Ora, sou contrário ao preconceito, pois defendo a igualdade, mas, sobretudo a igualdade entre desiguais, respeitando-se a diferença. Se eu falo como jurista, é claro que vou defender a igualdade de direitos e considerar uma ilegalidade alguém que não reconhece o direito do outro por sua condição sexual (seja para reconhecimento de uma união estável, adoção, pensão, herança, direitos previdenciários, e todos os direitos reconhecidos nos tribunais), mas também respeito o direito à opinião, e isso também não se pode criminalizar. Tenho colegas fundamentalistas na teologia, com posicionamentos que eu acho horrorosos, mas nem por isso vou mandar prender os caras por isso. Se queremos manter a diversidade, precisamos deixar que o outro que não nos apoia conviva conosco numa mesma sociedade, mesmo que seja para criticá-lo.

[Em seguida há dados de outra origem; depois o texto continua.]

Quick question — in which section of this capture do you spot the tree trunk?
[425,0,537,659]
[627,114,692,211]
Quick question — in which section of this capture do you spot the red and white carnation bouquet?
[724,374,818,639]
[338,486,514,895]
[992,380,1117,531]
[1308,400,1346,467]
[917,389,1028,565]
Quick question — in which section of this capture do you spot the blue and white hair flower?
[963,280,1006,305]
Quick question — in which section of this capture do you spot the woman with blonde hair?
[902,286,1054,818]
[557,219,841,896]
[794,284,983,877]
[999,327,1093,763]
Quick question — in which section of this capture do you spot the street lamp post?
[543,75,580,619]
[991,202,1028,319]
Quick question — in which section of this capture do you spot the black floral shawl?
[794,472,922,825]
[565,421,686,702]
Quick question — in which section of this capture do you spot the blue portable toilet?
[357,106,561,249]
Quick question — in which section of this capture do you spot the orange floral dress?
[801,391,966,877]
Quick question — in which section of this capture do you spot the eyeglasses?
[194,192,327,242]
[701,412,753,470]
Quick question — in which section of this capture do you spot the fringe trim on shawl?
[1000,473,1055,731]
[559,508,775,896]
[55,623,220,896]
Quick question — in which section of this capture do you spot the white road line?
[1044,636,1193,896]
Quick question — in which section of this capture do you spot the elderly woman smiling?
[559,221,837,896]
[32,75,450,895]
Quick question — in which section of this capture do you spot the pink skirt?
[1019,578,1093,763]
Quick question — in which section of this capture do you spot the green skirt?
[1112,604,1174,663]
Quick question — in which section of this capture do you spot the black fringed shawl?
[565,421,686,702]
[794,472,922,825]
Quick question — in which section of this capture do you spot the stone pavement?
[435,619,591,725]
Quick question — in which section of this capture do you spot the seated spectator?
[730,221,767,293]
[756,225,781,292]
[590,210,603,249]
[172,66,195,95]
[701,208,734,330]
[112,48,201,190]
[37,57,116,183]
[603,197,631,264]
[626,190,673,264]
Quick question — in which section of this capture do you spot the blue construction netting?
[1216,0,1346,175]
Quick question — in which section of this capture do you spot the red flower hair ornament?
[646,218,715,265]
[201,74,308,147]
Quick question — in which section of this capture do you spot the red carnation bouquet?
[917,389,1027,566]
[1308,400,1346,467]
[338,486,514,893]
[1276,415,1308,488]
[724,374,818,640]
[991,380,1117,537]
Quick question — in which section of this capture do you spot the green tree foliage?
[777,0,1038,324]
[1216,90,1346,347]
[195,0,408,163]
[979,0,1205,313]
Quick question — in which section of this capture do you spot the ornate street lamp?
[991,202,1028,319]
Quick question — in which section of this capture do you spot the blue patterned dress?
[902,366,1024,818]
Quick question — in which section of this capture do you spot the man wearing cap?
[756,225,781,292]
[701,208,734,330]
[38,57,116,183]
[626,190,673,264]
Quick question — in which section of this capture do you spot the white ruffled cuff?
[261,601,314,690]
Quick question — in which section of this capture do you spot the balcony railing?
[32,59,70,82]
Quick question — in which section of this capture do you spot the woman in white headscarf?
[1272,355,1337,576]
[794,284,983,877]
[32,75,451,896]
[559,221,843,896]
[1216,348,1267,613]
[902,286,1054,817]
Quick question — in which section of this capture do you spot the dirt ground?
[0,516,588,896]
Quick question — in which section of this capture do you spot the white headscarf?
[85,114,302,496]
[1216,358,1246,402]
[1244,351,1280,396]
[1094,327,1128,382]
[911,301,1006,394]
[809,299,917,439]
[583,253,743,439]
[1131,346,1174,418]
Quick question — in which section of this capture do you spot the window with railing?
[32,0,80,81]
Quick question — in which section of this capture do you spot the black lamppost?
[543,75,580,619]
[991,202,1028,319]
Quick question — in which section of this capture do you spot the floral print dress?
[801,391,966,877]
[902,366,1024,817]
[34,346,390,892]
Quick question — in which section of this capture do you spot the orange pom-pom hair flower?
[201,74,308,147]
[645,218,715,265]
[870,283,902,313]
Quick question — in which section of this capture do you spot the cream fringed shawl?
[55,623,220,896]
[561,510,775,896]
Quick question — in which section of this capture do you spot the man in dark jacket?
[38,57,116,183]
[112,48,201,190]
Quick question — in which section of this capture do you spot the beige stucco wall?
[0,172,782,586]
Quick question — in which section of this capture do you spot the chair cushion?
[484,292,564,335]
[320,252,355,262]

Nem sempre querer ser politicamente correto corresponde a ser juridicamente justo, como nos ensinam os garantistas. O Projeto de Lei 122, da forma como se encontra redigido, versa sobre uma série de equívocos que logo, logo, vão trazer à tona sua flagrante inconstitucionalidade. Enquanto isso, caso vire lei, enquanto estiver em vigor, vai acabar se tornando letra morta, pela sua total inexequibilidade, denunciando o fantasma positivista que ainda assombra nosso parlamento. Reconheço a boa vontade de parlamentares, como a deputada Fátima Cleide, do PT, relatora do projeto, mas entendo que, em determinados assuntos, o erro da bancada que apoiou o projeto, foi de unilateralizar a discussão, sem a participação dos demais envolvidos na sociedade civil, em seus setores mais lúcidos; não aqueles fundamentalistas, ligados à ideia de que a iniciativa é "coisa do diabo" ,e nem do radicalismo fascistóide de alguns grupos gays, que tentam, a todo custo, instituir uma "lei da mordaça gay", sob pretexto de defenderem direitos. Como bom abolicionista, sou totalmente contrário a iniciativas que optem pelo caminho da criminalização para solucionar problemas sociais que devem ser resolvidos pelo caminho democrático do debate, do pleno exercício da opinião ( e, nesse sentido, sou bem habermasiano), e da forma como o PL vai indo, opinião é o que não se quer mesmo. Defendo os direitos dos gays na sociedade, mas sou contra a aprovação do projeto!